Choromytilus meridionalis, the black mussel, is a species of bivalve. It is a marine mollusc in the family Mytilidae. They are part of the Phylum Mollusca which is the second-largest phylum of invertebrates with around 85,000 species. In this article, we will be discussing the taxonomy, morphology, ecology, reproduction, and distribution of Choromytilus meridionalis.

== Taxonomy ==
See: Infobox

== Morphology ==
This animal grows up to 150 mm in length. It is a shiny black mussel that grows clustered in groups on rocks and in sandy areas. It is narrower and blacker than the Mediterranean mussel, Mytilus galloprovincialis, with which it is often confused.   The family mytilldae is known for narrow, elliptical, fan-shaped, thin valves which are of the same size, the absence of prominent hinge teeth, and the presence of byssal threads that hang off the hinge area for anchoring on rigid substrates.

==Ecology==
The black mussel is a filter feeder that eats floating scraps of algae and phytoplankton. It is threatened by the invasion of the fast-growing and hardy Mediterranean mussel, which outcompetes it for space. Particulate organic matter is the major food source of many filter-feeding bivalves including C. meridionalis. Choromytilus meridionalis utilizes bacteria as a nitrogen resource, which is important for its growth and survival in the intertidal zone. The bacterial nitrogen uptake by C. meridionalis was highest when mussels were exposed to high tide and lowest during low tide. The bacterial nitrogen uptake by C. meridionalis is influenced by the availability of other nitrogen sources such as dissolved inorganic nitrogen. This suggests that species have the ability to adjust their nitrogen uptake strategy based on the availability of different nitrogen sources. C. meridionalis may co-exist with the bivalve Aulacomya ater in the field.

== Reproduction ==
In the False Bay area, Choromytilus meridionalis all reproduce at the same time and partake in two breeding seasons. Although the number of eggs and sperm released each year changes, the ratio of eggs to sperm is constant. The sexes are separate and females may be distinguished by the chocolate-brown color of the ovary, while the testis is yellow to white, depending on its state of development. In mature animals, the gonad extends as a thickened lobe in the midline between the gills, posterior to the foot. In C. meridionalis gametogenesis occurs continuously throughout the year. C. meridionalis larvae are present in the water column for most of the time and will readily settle on ropes or buoys suspended in the water; they rarely settle on the rocky substrate.

==Distribution==
This species is found in lagoonal, coastal, inner shelf, outer shelf, oceanic, brackish, seawater This species is found only around the southern African coast, from central Namibia to Port Elizabeth, in the sublittoral and lower littoral of rocky areas. The population density of C. meridionalis varied significantly among tidal levels, with the highest densities found at the mid-tidal level. The tidal levels also influenced the growth rates of C. meridionalis, in which the individuals found around the mid-tidal levels exhibited the highest growth rates. The most important environmental factors affecting the distribution of the species are temperature and sediment type. They do well in temperatures of 12.5-30 °C. Salinity seems to have little effect on the distribution and abundance of the species.

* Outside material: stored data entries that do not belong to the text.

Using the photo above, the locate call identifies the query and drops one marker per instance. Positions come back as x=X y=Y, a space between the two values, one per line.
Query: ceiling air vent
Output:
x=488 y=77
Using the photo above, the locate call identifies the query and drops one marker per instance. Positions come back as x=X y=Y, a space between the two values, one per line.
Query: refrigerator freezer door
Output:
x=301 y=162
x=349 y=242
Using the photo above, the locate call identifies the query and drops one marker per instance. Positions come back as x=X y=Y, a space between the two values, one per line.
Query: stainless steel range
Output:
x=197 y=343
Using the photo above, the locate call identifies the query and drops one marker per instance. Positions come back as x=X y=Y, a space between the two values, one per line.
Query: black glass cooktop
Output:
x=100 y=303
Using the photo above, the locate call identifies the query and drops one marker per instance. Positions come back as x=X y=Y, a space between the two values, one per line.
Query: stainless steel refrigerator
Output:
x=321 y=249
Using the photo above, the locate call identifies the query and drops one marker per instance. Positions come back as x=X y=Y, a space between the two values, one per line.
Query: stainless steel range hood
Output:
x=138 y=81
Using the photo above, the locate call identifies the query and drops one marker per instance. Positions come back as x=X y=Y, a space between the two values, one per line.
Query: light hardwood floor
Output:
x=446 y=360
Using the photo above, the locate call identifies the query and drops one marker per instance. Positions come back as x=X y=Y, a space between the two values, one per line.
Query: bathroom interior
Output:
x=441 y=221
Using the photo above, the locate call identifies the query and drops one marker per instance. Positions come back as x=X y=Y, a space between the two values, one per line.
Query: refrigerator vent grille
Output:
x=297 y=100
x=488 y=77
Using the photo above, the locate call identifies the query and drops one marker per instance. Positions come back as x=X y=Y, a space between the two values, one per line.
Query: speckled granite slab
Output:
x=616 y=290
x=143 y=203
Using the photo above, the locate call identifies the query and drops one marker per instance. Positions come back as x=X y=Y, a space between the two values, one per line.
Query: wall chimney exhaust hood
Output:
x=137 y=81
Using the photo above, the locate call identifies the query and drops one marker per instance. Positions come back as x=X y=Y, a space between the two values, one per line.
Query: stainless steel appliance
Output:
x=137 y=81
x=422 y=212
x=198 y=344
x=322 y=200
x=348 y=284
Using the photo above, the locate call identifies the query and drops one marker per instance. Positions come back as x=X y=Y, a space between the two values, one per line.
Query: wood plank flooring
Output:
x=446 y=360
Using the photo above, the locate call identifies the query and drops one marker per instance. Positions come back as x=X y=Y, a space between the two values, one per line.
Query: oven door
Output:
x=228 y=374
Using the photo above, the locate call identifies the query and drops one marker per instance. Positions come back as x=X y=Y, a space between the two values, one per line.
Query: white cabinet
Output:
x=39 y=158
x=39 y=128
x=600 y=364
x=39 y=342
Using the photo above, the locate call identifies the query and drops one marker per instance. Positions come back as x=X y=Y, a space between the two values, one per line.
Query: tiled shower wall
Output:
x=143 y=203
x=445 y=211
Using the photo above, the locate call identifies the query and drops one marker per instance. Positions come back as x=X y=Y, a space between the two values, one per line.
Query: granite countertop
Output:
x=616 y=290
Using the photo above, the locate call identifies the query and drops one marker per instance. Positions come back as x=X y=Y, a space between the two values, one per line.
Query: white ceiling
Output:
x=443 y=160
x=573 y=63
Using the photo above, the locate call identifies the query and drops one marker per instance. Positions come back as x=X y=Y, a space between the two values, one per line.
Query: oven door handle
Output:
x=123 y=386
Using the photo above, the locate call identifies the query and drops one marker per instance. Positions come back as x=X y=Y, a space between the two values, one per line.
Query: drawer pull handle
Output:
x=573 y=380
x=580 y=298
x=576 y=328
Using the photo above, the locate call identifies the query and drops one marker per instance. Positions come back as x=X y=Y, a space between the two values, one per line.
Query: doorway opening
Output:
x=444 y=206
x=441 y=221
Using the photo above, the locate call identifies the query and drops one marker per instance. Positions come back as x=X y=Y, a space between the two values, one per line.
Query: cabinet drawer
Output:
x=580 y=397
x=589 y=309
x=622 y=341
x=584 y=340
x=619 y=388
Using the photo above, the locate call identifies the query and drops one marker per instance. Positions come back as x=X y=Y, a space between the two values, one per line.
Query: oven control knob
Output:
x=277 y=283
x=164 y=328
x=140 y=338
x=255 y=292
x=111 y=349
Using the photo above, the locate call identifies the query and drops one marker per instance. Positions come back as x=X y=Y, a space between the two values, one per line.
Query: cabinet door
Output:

== Climate change impact ==
Reports of C. meriodionalis in South Africa have been shown to have traces of harmful metals from the ocean. This is due to rising anthropogenic climate change and urban runoff that is threatening the future of mussel farming. Mussel farming is a form of aquaculture that involves raising and harvesting these mollusks in either natural or man-made environments, since mussels are filter feeders, they filter incoming water, when the water becomes polluted the mussels absorb everything in the water which they can retain and this affects humans when they are consumed.